背後で、男たちが結界に向かって剣を振り下ろしている。光の結界にヒビが入り、みしりと嫌な音を立てた。
――時間がない。
私はぐいっと力を込めて、魔法使いの手を振り払った。
「いけません。この人を置いていったら、リオネル様はきっと悲しむから」
無表情に見えて、情に厚い人だと私は知っている。この魔法使いも同じだったのか、身を震わせながら座り込んだ同僚を眺めていた。
「あなたはここに残って、この人を助けてください。私は一人で逃げます」
私は魔法使いに有無を言わさず、素早く杖を向けると彼と同じ結界魔法を発動させた。それはふたりを光の球体の中に封じ込め、強制的にこの場に残らざるを得ないようにするもの。
「アメリアさんっ!」
閉じ込められた魔法使いが結界の中から抗議をする。
「ごめんなさい」
それは目の前の彼への謝罪であり、「無茶ばかりする」と言ってくれたリオネル様への謝罪でもあった。

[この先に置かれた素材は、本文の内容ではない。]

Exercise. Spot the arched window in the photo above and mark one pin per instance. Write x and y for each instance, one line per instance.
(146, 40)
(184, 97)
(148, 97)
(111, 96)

強い雨の中で、覚悟を決める。魔法使いによる最初の結界は、今にも崩れ落ちてしまいそうな程にひび割れていた。
杖を改めて握る。
ぱりんと、薄いガラスが割れたような音。続いて水を跳ね上げて走ってくる足音が聞こえてくる。
「魔法使いはいい。女を追いかけろ!」
「アメリアさん!」
私は魔法使いの声を振り切り、雨の路地を駆けた。